The Implemented Investment Solutions-owned InvestNow KiwiSaver replaced Nikko at 21 in the Morningstar table as one of the few schemes to grow assets under management from December to June. InvestNow reported FUM of almost $62 million at the end of June quarter, up more than $10 million compared to December 31 last year.
Of the 22 other providers only two (both smaller schemes) – Kōura and Pathfinder – reported FUM-growth over the six-month period. Pathfinder added about $20 million to finish with over $170 million while Kōura rose to just above $36 million from $29.5 million.
Even Milford Asset Management, which has previously maintained KiwiSaver FUM-growth in most periods, lost some ground during the first six months of 2022, ending June about $70 million adrift of its December 31 figure of almost $5 billion.
Tim Murphy, Morningstar Asia-Pacific director manager selection, says in the report that KiwiSaver fund returns “generally reflected the challenging underlying market conditions experienced over the June quarter”.
“The average multisector category returns ranged from -4.2% for the Conservative category to -10.1% for the Aggressive category,” Murphy says.
“… Default options appointed in 2021 still have less than one year of performance, which is too short a period to make meaningful assessments.
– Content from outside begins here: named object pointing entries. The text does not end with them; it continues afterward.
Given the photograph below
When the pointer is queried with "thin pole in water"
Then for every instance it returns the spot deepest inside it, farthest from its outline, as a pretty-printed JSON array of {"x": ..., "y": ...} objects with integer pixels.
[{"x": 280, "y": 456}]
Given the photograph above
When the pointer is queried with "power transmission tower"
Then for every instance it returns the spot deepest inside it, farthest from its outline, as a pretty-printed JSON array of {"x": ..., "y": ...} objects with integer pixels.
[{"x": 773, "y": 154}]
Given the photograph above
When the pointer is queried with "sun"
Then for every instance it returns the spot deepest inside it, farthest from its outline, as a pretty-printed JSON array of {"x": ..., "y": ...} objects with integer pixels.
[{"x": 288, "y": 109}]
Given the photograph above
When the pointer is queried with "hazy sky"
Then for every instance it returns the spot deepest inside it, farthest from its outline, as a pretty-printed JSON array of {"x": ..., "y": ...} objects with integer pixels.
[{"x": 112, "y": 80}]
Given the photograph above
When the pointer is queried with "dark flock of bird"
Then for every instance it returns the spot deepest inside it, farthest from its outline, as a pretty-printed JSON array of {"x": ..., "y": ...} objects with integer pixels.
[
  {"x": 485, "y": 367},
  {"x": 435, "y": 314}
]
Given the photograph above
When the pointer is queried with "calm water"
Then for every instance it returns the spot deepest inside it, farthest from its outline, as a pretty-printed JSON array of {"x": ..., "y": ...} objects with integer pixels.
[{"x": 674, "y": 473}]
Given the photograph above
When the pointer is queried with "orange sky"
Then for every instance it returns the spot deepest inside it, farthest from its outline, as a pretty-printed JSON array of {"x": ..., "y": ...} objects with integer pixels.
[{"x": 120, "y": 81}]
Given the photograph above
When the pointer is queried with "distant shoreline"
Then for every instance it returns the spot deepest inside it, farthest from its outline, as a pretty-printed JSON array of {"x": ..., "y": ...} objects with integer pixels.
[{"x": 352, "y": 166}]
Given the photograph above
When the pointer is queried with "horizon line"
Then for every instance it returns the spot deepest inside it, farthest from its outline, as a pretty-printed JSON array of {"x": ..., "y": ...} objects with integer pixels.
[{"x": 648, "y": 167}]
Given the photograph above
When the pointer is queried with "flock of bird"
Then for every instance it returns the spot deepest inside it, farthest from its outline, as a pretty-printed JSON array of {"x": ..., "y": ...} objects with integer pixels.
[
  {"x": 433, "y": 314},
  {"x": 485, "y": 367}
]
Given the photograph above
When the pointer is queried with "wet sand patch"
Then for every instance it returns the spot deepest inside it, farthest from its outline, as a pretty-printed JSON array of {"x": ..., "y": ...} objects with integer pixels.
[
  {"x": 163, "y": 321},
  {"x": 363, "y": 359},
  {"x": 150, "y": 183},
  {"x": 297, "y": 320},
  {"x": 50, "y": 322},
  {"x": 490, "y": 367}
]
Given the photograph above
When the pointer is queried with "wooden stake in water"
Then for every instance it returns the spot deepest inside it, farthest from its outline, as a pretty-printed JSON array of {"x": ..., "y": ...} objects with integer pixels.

But so far in 2022 four out of the six default options trail the balanced category average.”
All of the now six default schemes are essentially index-style balanced fund products following the regime change on December 1 last year.
Simplicity recorded the worst result of the default cohort over the three months to June 30 with a return of -8.6 per cent (slightly below the manager’s comparable balanced fund result of -8.5 per cent). The NZX-owned SuperLife turned in the best default fund quarterly performance of -5.5 per cent against -7.1 per cent for its regular balanced option.
SuperLife and Simplicity were the two new default providers appointed by the government last year in a radical revamp of the system that also saw Booster, BNZ, Kiwi Wealth and Westpac retain the status as AMP, ANZ, ASB, Fisher Funds and Mercer lost out, transferring about 200,000 members and $2 billion between them to the successful bidders.